(Econotimes) According to latest numbers from Baker Hughes, number of active oil rigs operating in United States has dropped to lowest levels since 2008/09 financial crisis. While back in October, 2014, the number of active rigs were at 1609 but as of last week it declined further by 15 rigs to 372, lowest since November, 2009.

In recent times, some market participants have taken note of the rig count to increase bullish bets on oil price recovery, suggesting drop in number of rigs indicating further declining in investments. However, our analysis suggests, when it comes to oil price recovery by changing fundamentals, other than intraday or few days boost, rigs count doesn’t matter much.

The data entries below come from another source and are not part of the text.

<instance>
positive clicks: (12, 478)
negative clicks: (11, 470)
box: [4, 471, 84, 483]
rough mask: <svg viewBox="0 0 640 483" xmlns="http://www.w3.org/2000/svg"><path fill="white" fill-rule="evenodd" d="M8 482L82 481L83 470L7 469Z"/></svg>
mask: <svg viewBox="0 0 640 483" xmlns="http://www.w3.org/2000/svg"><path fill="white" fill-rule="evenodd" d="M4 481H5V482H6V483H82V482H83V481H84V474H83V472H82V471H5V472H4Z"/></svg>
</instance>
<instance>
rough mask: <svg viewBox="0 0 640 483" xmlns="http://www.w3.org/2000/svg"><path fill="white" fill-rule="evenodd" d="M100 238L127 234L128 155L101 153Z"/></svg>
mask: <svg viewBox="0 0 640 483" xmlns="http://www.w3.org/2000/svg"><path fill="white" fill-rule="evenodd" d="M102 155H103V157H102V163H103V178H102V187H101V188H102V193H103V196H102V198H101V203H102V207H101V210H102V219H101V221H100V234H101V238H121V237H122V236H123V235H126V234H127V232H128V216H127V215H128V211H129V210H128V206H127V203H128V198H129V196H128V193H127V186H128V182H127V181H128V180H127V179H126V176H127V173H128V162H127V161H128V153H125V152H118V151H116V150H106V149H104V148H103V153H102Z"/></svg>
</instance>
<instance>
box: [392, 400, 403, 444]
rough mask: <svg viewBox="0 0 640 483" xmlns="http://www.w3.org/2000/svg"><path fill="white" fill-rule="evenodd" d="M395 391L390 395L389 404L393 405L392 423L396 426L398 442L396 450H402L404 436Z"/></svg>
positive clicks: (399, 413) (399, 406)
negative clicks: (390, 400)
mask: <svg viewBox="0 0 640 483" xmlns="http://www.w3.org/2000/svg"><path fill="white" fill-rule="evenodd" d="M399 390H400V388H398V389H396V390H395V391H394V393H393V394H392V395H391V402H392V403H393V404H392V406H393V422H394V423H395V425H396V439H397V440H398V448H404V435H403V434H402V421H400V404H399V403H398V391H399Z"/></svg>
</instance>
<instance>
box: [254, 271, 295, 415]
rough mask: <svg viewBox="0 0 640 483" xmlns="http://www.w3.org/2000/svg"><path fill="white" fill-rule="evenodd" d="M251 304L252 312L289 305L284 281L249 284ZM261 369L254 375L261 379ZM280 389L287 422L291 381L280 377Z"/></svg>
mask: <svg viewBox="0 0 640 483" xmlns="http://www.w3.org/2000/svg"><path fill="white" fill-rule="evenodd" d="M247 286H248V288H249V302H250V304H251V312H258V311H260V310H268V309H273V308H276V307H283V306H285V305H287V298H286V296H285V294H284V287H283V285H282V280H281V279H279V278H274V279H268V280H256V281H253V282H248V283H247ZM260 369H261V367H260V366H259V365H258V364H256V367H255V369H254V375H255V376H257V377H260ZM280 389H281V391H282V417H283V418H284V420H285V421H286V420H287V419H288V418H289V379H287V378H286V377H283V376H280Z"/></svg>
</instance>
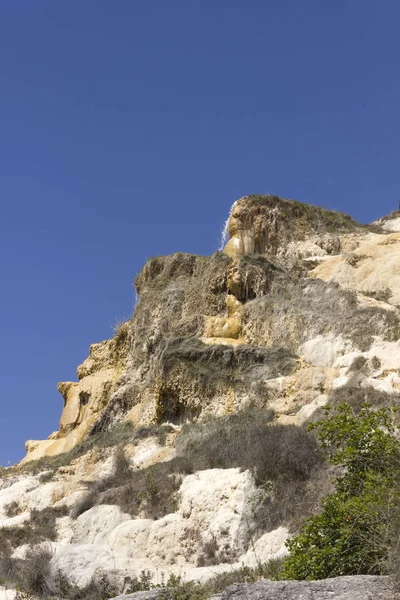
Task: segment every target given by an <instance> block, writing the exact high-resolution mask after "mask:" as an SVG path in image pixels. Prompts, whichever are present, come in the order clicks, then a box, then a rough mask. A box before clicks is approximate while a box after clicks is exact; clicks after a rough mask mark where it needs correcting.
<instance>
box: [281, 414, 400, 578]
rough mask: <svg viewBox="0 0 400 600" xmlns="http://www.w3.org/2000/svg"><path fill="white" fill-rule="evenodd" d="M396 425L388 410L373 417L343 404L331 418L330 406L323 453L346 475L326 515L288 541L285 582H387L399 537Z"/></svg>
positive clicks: (370, 414)
mask: <svg viewBox="0 0 400 600" xmlns="http://www.w3.org/2000/svg"><path fill="white" fill-rule="evenodd" d="M394 410H395V409H394ZM392 418H393V413H392V411H391V410H390V409H388V408H381V409H380V410H376V411H373V410H371V409H370V407H369V406H368V405H365V404H364V405H363V406H362V408H361V410H360V412H359V413H358V415H355V414H354V413H353V411H352V409H351V407H350V406H349V405H348V404H345V403H342V404H341V405H339V406H338V407H337V408H336V409H335V410H334V412H333V414H332V416H330V409H329V407H328V408H327V409H326V415H325V418H324V419H322V420H321V421H320V422H319V423H316V424H315V425H314V427H316V428H317V430H318V437H319V440H320V443H321V446H322V447H323V448H324V449H325V450H326V452H327V454H328V456H329V460H330V462H331V464H332V465H335V466H337V467H339V468H340V469H341V474H340V475H339V477H337V478H336V480H335V485H336V490H335V492H334V493H333V494H330V495H328V496H327V497H326V499H325V501H324V504H323V510H322V512H321V513H320V514H318V515H315V516H313V517H311V518H310V519H309V520H308V521H307V522H306V523H305V524H304V526H303V527H302V529H301V531H300V534H299V535H298V536H296V537H294V538H292V539H291V540H289V541H288V542H287V547H288V548H289V551H290V556H289V557H288V558H287V559H286V561H285V565H284V568H283V576H284V577H286V578H288V579H323V578H326V577H337V576H341V575H355V574H370V575H382V574H387V573H388V572H389V570H390V568H391V564H392V565H394V564H395V561H394V560H393V558H394V553H395V552H396V551H397V544H398V541H399V531H400V528H399V527H398V523H399V515H400V484H399V473H400V444H399V442H398V440H397V438H396V436H395V427H394V425H393V420H392ZM392 568H393V566H392Z"/></svg>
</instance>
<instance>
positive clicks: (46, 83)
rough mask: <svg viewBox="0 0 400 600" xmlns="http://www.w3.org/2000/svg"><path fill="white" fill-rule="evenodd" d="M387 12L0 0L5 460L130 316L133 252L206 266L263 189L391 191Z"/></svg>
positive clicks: (131, 300)
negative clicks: (56, 387)
mask: <svg viewBox="0 0 400 600" xmlns="http://www.w3.org/2000/svg"><path fill="white" fill-rule="evenodd" d="M399 22H400V2H399V1H398V0H382V1H381V2H379V1H378V0H338V1H336V2H328V1H322V0H301V1H299V0H293V1H289V0H279V1H278V0H273V1H272V0H246V1H245V0H240V1H238V0H212V1H210V0H189V1H188V0H168V1H166V0H149V1H144V0H142V1H140V0H118V1H116V2H115V1H114V2H112V1H111V0H108V1H104V0H79V1H78V0H68V1H64V2H54V0H35V1H34V2H33V1H29V0H21V1H18V2H17V1H11V0H3V2H1V3H0V109H1V125H0V127H1V129H0V169H1V171H0V173H1V184H0V186H1V187H0V193H1V196H0V197H1V219H0V251H1V284H2V285H1V294H0V318H1V346H0V365H1V367H0V378H1V387H0V393H1V421H0V463H2V464H6V463H7V461H16V460H18V459H20V458H21V457H22V456H23V454H24V441H25V440H26V439H27V438H31V439H42V438H45V437H47V436H48V435H49V434H50V433H51V432H52V431H54V430H56V429H57V426H58V419H59V416H60V414H61V408H62V399H61V396H59V394H58V392H57V389H56V384H57V382H58V381H60V380H61V381H68V380H74V379H76V374H75V369H76V366H77V365H78V364H79V363H80V362H82V360H83V359H84V358H85V356H86V355H87V350H88V347H89V344H90V343H92V342H95V341H100V340H102V339H105V338H108V337H110V334H111V328H110V325H111V324H112V323H113V322H114V321H115V319H116V318H122V317H127V316H129V315H130V313H131V311H132V305H133V289H132V280H133V278H134V275H135V274H136V273H137V272H138V271H139V270H140V268H141V267H142V265H143V263H144V262H145V260H146V259H147V258H149V257H150V256H152V255H157V254H169V253H171V252H175V251H186V252H194V253H199V254H210V253H212V252H213V251H214V250H215V249H216V248H217V246H218V239H219V232H220V229H221V225H222V223H223V221H224V220H225V218H226V216H227V213H228V211H229V208H230V205H231V204H232V202H233V201H234V200H235V199H237V198H238V197H240V196H242V195H245V194H248V193H274V194H278V195H281V196H284V197H289V198H295V199H298V200H302V201H305V202H311V203H315V204H321V205H324V204H326V205H327V206H328V207H329V208H333V209H338V210H343V211H345V212H348V213H350V214H351V215H352V216H354V217H355V218H357V219H359V220H361V221H364V222H366V221H370V220H372V219H374V218H376V217H377V216H379V215H381V214H384V213H387V212H389V211H391V210H393V209H395V208H397V203H398V200H399V198H400V170H399V158H400V149H399V139H400V136H399V134H400V121H399V111H400V70H399V65H400V36H399Z"/></svg>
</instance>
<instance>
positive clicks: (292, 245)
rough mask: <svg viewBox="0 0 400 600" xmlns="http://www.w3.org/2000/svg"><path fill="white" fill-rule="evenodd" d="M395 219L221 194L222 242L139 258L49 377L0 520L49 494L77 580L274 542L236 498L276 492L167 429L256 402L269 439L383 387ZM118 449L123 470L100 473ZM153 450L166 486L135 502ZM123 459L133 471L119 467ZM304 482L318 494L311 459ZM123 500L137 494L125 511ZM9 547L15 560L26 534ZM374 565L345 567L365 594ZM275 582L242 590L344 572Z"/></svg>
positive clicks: (225, 553)
mask: <svg viewBox="0 0 400 600" xmlns="http://www.w3.org/2000/svg"><path fill="white" fill-rule="evenodd" d="M399 219H400V218H399V215H398V214H397V213H395V214H394V215H392V216H391V217H388V218H384V219H382V220H380V221H379V222H377V223H376V224H375V225H374V226H373V227H366V226H362V225H360V224H357V223H355V222H354V221H353V220H352V219H351V218H350V217H348V216H346V215H342V214H340V213H336V212H334V211H326V210H324V209H322V208H319V207H315V206H308V205H304V204H301V203H298V202H294V201H290V200H281V199H279V198H277V197H276V196H248V197H245V198H241V199H240V200H238V201H237V202H236V203H235V204H234V206H233V208H232V211H231V215H230V218H229V220H228V223H227V233H228V236H229V239H228V241H227V244H226V245H225V247H224V248H223V251H219V252H216V253H215V254H213V255H212V256H195V255H191V254H185V253H176V254H173V255H171V256H166V257H156V258H152V259H150V260H149V261H147V263H146V264H145V265H144V267H143V269H142V271H141V273H140V274H139V275H138V277H137V278H136V281H135V286H136V290H137V294H138V302H137V305H136V307H135V312H134V314H133V316H132V318H131V319H130V320H129V321H128V322H126V323H125V324H123V325H122V326H121V327H120V328H119V329H118V331H117V332H116V334H115V336H114V337H113V338H112V339H111V340H107V341H104V342H101V343H98V344H93V345H92V346H91V347H90V354H89V357H88V358H87V359H86V360H85V362H84V363H83V364H82V365H80V367H78V381H77V382H64V383H60V384H59V386H58V389H59V391H60V393H61V395H62V397H63V401H64V408H63V411H62V415H61V420H60V428H59V431H57V432H55V433H53V434H52V435H51V436H50V437H49V439H48V440H43V441H30V442H27V451H28V453H27V456H26V458H25V460H24V464H23V466H22V468H20V470H18V469H17V470H16V471H15V472H14V471H13V472H12V473H11V474H10V475H9V476H7V473H3V478H2V479H1V478H0V529H1V528H4V529H7V531H8V530H9V528H10V527H11V528H15V529H17V530H18V529H21V530H22V529H23V528H26V527H27V526H28V524H29V523H30V522H31V515H32V513H33V512H34V511H35V510H44V511H46V510H50V511H53V510H56V512H55V513H54V514H53V513H51V514H52V515H53V519H54V523H55V528H56V534H55V536H53V539H52V540H51V544H50V546H51V552H52V558H51V563H52V567H53V568H54V569H55V570H56V571H58V570H60V571H61V572H62V573H63V574H65V575H66V576H67V577H68V578H69V579H70V580H71V581H72V582H74V583H77V584H78V585H85V584H86V583H87V581H88V579H90V577H91V576H92V574H93V573H94V572H96V570H98V569H103V570H105V571H106V572H113V573H114V574H115V572H116V573H117V575H118V577H120V578H122V580H123V577H124V575H125V574H126V572H127V571H128V572H129V573H134V574H135V575H137V574H139V573H140V571H141V570H142V569H146V570H147V569H148V570H150V571H151V572H152V573H153V575H154V576H155V577H156V576H158V575H157V574H159V573H160V572H161V571H162V572H165V573H173V574H175V575H182V576H183V577H184V578H186V579H191V578H196V579H200V580H203V579H207V578H208V577H210V575H212V574H215V573H218V572H222V571H227V570H228V571H229V570H232V569H233V568H235V567H240V565H241V564H245V565H248V566H254V565H256V564H257V563H258V562H259V561H260V560H261V561H265V560H267V559H269V558H276V557H279V556H282V555H283V554H284V553H285V552H286V549H285V546H284V543H285V540H286V539H287V537H288V535H289V530H288V519H286V520H285V518H284V517H282V518H280V520H276V519H275V520H272V521H271V522H270V523H269V524H268V526H265V523H264V522H263V524H262V528H261V529H260V527H259V521H258V522H256V517H255V514H256V512H255V511H254V510H252V509H253V508H254V507H258V508H259V506H260V505H261V506H263V503H266V504H268V502H269V503H270V505H271V506H272V504H273V503H274V502H275V503H277V502H278V503H279V501H280V498H279V497H278V498H277V499H276V498H275V497H274V493H276V489H277V488H276V489H275V491H274V490H273V489H272V487H273V486H272V487H271V486H269V485H268V482H265V481H264V482H263V484H266V485H265V486H264V487H262V486H261V487H260V485H259V482H258V483H257V481H256V471H254V472H253V471H252V470H251V469H252V467H251V465H249V464H248V463H247V464H246V465H245V466H244V467H243V465H242V464H241V463H240V466H241V467H242V470H241V469H240V468H239V467H238V463H237V462H236V463H235V465H231V464H229V465H228V466H227V465H224V466H225V468H220V466H221V465H217V467H218V468H213V467H215V466H216V465H215V464H211V465H210V464H208V466H204V463H203V464H202V463H201V461H200V466H196V467H195V468H193V469H192V470H190V469H188V468H186V467H187V465H186V467H185V465H184V462H185V460H184V459H185V456H182V455H179V441H178V442H176V439H178V440H179V437H178V436H179V435H180V434H179V432H180V430H181V426H182V425H184V424H185V423H186V422H188V421H190V422H196V421H202V420H204V421H206V418H207V417H210V416H217V417H218V416H221V417H226V419H228V420H229V418H231V417H229V418H228V417H227V415H233V414H234V413H236V412H238V411H240V410H241V409H247V408H251V409H253V410H259V411H260V410H261V413H262V414H263V415H264V416H265V415H266V414H267V413H268V415H270V416H268V419H270V418H271V419H272V421H273V423H272V424H273V425H274V424H275V425H276V424H277V425H278V427H277V431H278V434H279V436H280V437H279V439H282V435H281V432H282V431H283V430H284V429H285V427H286V429H289V430H290V431H291V432H292V433H293V431H294V432H295V434H296V435H297V434H299V433H300V434H302V435H303V434H304V431H303V430H302V429H299V428H298V427H293V425H296V426H302V425H303V424H304V423H306V422H307V421H309V420H312V419H315V418H316V417H317V415H318V414H319V412H320V411H321V407H323V406H324V405H325V404H326V403H327V402H328V401H329V402H330V403H332V404H337V403H339V402H340V401H341V400H343V399H344V398H346V400H347V401H349V402H350V403H351V404H352V405H353V406H355V407H357V406H359V405H360V404H361V403H362V402H363V401H364V400H369V401H370V402H371V404H372V405H374V403H376V404H379V405H380V406H381V405H382V404H383V405H384V404H390V403H392V402H393V401H396V402H398V401H400V377H399V371H400V313H399V308H398V304H399V302H398V298H399V297H400V278H399V276H398V275H399V273H400V252H399V248H400V237H399V236H400V233H398V229H400V226H399V223H398V221H399ZM264 409H267V410H264ZM249 412H250V411H249ZM261 413H257V415H259V414H261ZM236 417H237V415H236V416H235V415H234V417H233V418H234V419H236ZM267 421H268V422H267V424H266V427H268V431H269V430H270V427H271V424H270V420H267ZM219 422H220V421H218V423H219ZM126 424H133V425H134V429H133V430H132V431H133V433H132V435H130V434H129V436H127V435H126V431H125V430H126V429H127V428H126V427H125V425H126ZM160 426H162V427H160ZM166 426H167V427H166ZM207 426H208V425H207ZM287 426H288V427H287ZM196 427H202V425H201V424H200V425H199V424H197V425H194V428H196ZM252 427H253V429H252V430H251V433H253V432H254V425H252ZM128 429H129V428H128ZM129 431H131V429H129ZM182 435H183V434H182ZM304 435H306V434H304ZM107 436H109V439H108V438H107ZM113 436H114V437H113ZM160 436H161V437H160ZM106 438H107V439H108V441H105V440H106ZM161 438H162V442H161V441H160V440H161ZM251 439H252V441H253V438H251ZM288 439H290V440H292V439H300V438H296V436H294V437H293V436H288ZM110 440H111V441H110ZM127 440H128V441H127ZM314 444H315V440H314ZM199 447H201V445H200V446H197V448H199ZM118 448H123V449H124V455H125V459H126V460H127V461H128V462H127V464H128V466H126V464H125V463H122V467H121V465H120V467H119V468H120V469H121V468H122V474H124V470H123V469H124V468H125V469H127V472H128V475H127V477H128V480H126V479H124V478H123V477H122V480H118V481H114V482H113V483H110V481H108V484H109V487H108V488H107V485H104V481H106V482H107V477H114V475H113V473H114V472H115V471H117V470H118V469H117V467H118V456H119V454H118ZM224 450H225V448H224ZM291 450H292V451H293V454H296V448H293V449H291ZM66 453H69V454H66ZM297 453H298V452H297ZM310 454H312V452H308V454H307V456H309V455H310ZM120 458H121V457H120ZM276 458H277V457H276V456H274V455H272V456H271V462H274V461H275V460H276ZM35 459H43V460H42V461H38V462H37V463H35V462H34V461H35ZM211 459H213V457H211ZM174 460H175V461H177V462H175V463H173V461H174ZM179 461H181V463H179ZM211 462H212V460H211ZM239 462H240V461H239ZM303 462H304V461H303ZM124 464H125V467H124ZM170 464H174V465H175V467H174V469H172V467H171V470H170V471H168V469H167V467H165V465H167V466H168V465H170ZM115 465H117V467H116V466H115ZM160 465H162V466H164V467H165V471H164V472H163V479H161V487H162V485H165V486H166V487H167V492H168V490H169V489H170V490H171V493H170V494H169V495H168V493H167V495H166V499H165V498H162V499H161V500H162V501H165V502H166V506H161V509H162V510H161V509H160V510H159V511H158V512H157V511H156V513H154V514H153V513H151V512H149V510H147V512H146V506H147V505H146V503H147V504H150V505H151V502H152V501H153V500H154V498H155V499H156V500H157V498H158V496H157V494H159V493H160V489H161V488H160V486H159V487H158V488H157V486H156V485H155V479H156V478H157V473H158V471H152V470H151V469H152V467H154V466H156V467H159V466H160ZM176 465H178V466H176ZM148 468H150V470H149V471H147V470H145V469H148ZM48 469H49V470H48ZM195 469H198V470H197V471H195ZM200 469H203V470H200ZM193 471H195V472H193ZM138 473H139V475H140V476H141V474H143V473H144V475H143V481H144V483H143V481H141V480H140V477H139V478H136V479H135V480H134V481H135V483H134V484H133V483H132V481H131V479H132V478H133V476H134V475H137V474H138ZM125 475H126V473H125ZM325 475H326V474H325ZM316 477H317V476H316ZM99 482H100V483H99ZM307 482H308V480H304V481H301V482H300V484H299V482H297V484H298V485H299V486H300V487H298V488H296V489H295V491H296V490H297V491H296V493H298V490H299V489H301V490H302V491H303V492H304V491H305V486H306V485H308V483H307ZM291 483H292V482H289V485H290V484H291ZM114 484H115V485H114ZM297 484H296V485H297ZM140 485H141V486H142V487H140ZM310 485H311V487H312V485H314V486H315V487H318V488H321V490H322V491H323V490H326V493H328V489H330V488H329V486H330V479H329V476H328V477H325V479H321V481H319V480H318V477H317V479H316V481H313V482H311V483H310ZM168 486H169V487H168ZM106 488H107V489H106ZM88 493H89V496H90V493H92V496H91V498H90V497H89V500H88ZM321 493H322V492H321ZM161 496H162V494H161ZM127 498H128V501H127ZM171 499H172V500H173V502H172V501H171ZM161 500H160V502H161ZM118 502H120V505H118ZM129 502H131V504H129ZM135 502H136V504H135ZM80 503H81V505H80ZM85 503H86V504H85ZM282 503H283V502H282ZM126 505H129V506H131V505H135V506H136V508H137V510H136V509H135V510H131V512H130V513H129V514H128V512H129V511H128V510H126ZM77 506H80V509H79V510H77V509H76V507H77ZM121 506H122V507H124V506H125V510H123V509H122V508H121ZM274 506H275V505H274ZM147 508H148V506H147ZM258 508H257V510H258ZM71 509H72V510H71ZM57 511H59V512H57ZM60 511H61V512H60ZM62 511H64V512H62ZM49 514H50V513H49ZM13 550H14V558H16V559H21V558H23V557H24V556H26V553H27V550H28V546H26V545H19V546H18V547H17V548H13ZM210 556H211V558H210ZM207 560H208V561H209V562H208V563H207ZM210 561H211V562H210ZM207 564H208V565H212V570H210V568H209V566H207ZM377 581H378V580H376V581H375V579H369V580H368V581H367V579H363V582H362V585H364V584H365V585H364V587H365V590H367V591H366V593H369V591H368V590H373V592H371V593H373V594H374V593H375V590H376V589H377V585H378V584H377ZM379 581H380V582H383V584H384V583H385V581H386V580H383V579H380V580H379ZM383 584H382V585H383ZM285 585H286V584H280V583H279V584H276V585H275V584H271V586H272V587H270V588H268V589H267V588H265V589H264V588H262V589H261V588H258V587H256V586H255V587H254V588H252V589H251V590H250V589H249V590H247V591H248V592H249V593H251V594H253V593H254V595H257V594H264V595H265V594H266V595H268V594H286V593H287V594H288V597H292V596H290V594H292V595H293V594H298V593H302V594H305V597H308V596H307V594H308V595H310V594H311V595H312V594H315V597H316V598H317V597H319V596H318V594H319V593H321V598H322V597H325V596H324V595H323V594H325V595H326V594H331V595H332V594H337V597H338V598H346V597H350V596H348V593H350V591H349V590H351V587H349V586H348V585H347V583H346V582H345V581H344V580H342V581H341V582H336V583H334V584H333V583H332V584H331V583H330V582H328V583H326V585H325V587H324V586H323V585H322V584H321V585H322V587H320V588H318V585H317V584H316V585H315V586H314V584H310V586H308V587H307V585H308V584H307V585H303V586H300V587H296V586H295V584H293V586H292V587H290V586H291V585H292V584H290V585H289V587H285ZM279 586H280V587H279ZM282 586H283V587H282ZM313 586H314V587H313ZM360 586H361V583H360ZM368 586H369V587H368ZM360 589H364V588H361V587H360ZM382 589H383V588H382ZM247 591H246V589H244V588H236V591H235V590H233V591H230V592H229V594H230V595H238V597H239V596H240V595H243V594H245V593H247ZM340 594H342V595H340ZM346 594H347V596H346ZM266 597H267V596H266ZM274 597H275V596H274ZM282 597H283V596H282ZM293 597H294V596H293ZM310 597H311V596H310ZM312 597H314V596H312ZM332 597H336V596H332ZM374 597H375V596H374ZM376 597H378V596H376ZM382 597H384V596H382Z"/></svg>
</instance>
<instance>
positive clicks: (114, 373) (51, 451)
mask: <svg viewBox="0 0 400 600" xmlns="http://www.w3.org/2000/svg"><path fill="white" fill-rule="evenodd" d="M117 335H118V334H117ZM120 335H121V334H120ZM125 346H126V344H125V339H117V336H116V338H113V339H112V340H107V341H105V342H101V343H100V344H92V346H91V347H90V355H89V357H88V358H87V359H86V360H85V362H84V363H83V364H82V365H80V366H79V367H78V376H79V377H80V379H81V380H80V381H79V382H72V381H67V382H61V383H59V384H58V391H59V392H60V394H61V395H62V397H63V399H64V408H63V411H62V415H61V419H60V429H59V431H56V432H54V433H52V434H51V435H50V436H49V438H48V439H47V440H28V441H27V442H26V444H25V448H26V451H27V455H26V457H25V458H24V459H23V461H22V462H23V463H25V462H29V461H31V460H37V459H39V458H42V457H43V456H54V455H56V454H60V453H62V452H69V451H70V450H72V448H74V446H76V445H77V444H79V442H81V441H82V440H83V439H84V438H85V437H86V436H87V434H88V433H89V431H90V430H91V428H92V426H93V424H94V422H95V420H96V418H97V417H98V416H99V415H100V414H101V412H102V410H103V409H104V408H105V406H106V405H107V403H108V401H109V399H110V396H111V394H112V393H113V392H114V390H115V387H116V383H117V381H118V379H119V378H120V376H121V375H122V373H123V370H124V367H125V363H126V356H127V351H126V347H125Z"/></svg>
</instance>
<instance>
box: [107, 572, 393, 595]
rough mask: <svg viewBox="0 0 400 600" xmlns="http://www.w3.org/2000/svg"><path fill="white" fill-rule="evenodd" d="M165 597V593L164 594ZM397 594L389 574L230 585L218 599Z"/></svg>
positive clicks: (264, 582) (146, 594)
mask: <svg viewBox="0 0 400 600" xmlns="http://www.w3.org/2000/svg"><path fill="white" fill-rule="evenodd" d="M160 594H161V595H164V596H165V591H162V592H160V591H159V590H151V591H150V592H137V593H136V594H128V595H123V596H118V597H117V598H115V599H113V600H128V598H129V599H132V600H156V599H157V598H158V597H159V596H160ZM166 597H168V596H166ZM399 597H400V596H399V594H398V593H396V591H395V590H394V588H393V584H392V582H391V581H390V579H389V577H373V576H369V575H357V576H354V577H336V578H334V579H322V580H320V581H266V580H263V581H258V582H257V583H253V584H236V585H231V586H230V587H229V588H227V589H226V590H225V591H224V592H223V593H222V594H220V595H216V596H213V598H215V599H216V598H220V599H221V600H397V598H399Z"/></svg>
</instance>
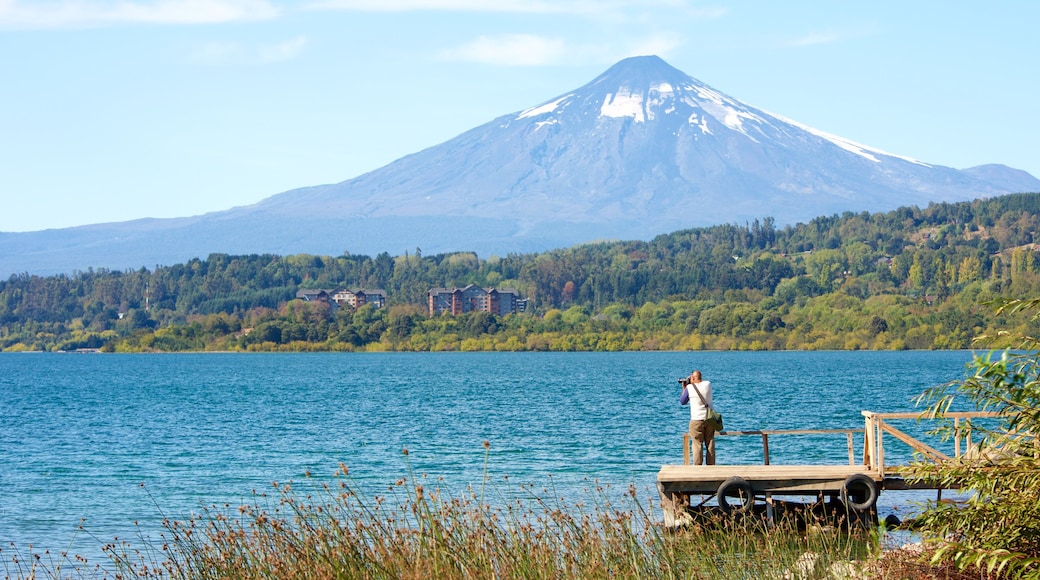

United States oil production is increasing becoming more efficient. Back in 2012, when about 1360 rigs were active on average, each rigs were producing about 1.74 million barrels per year. Efficiency improved through 2014 but not much to 2.08 million barrels/annum.

However, combining data from Baker Hughes and U.S. Energy Information Administration (EIA) shows, efficiency improved 350% since 2014 heading into 2016 and we expect it is likely to improve further, because historically speaking as producers focus on lesser number of rigs, both their cost and production from each well improves.

Back in 1999, only about 128 rigs, on an average were active throughout the year but each were producing about 16.77 million barrels of oil per annum. So still lots of scopes for improvements.

Shale technology, for good or bad have changed how oil markets operate, especially with their swing capability.

With such outlook, we don’t expect oil to recover much ground beyond $60/barrel in the medium term.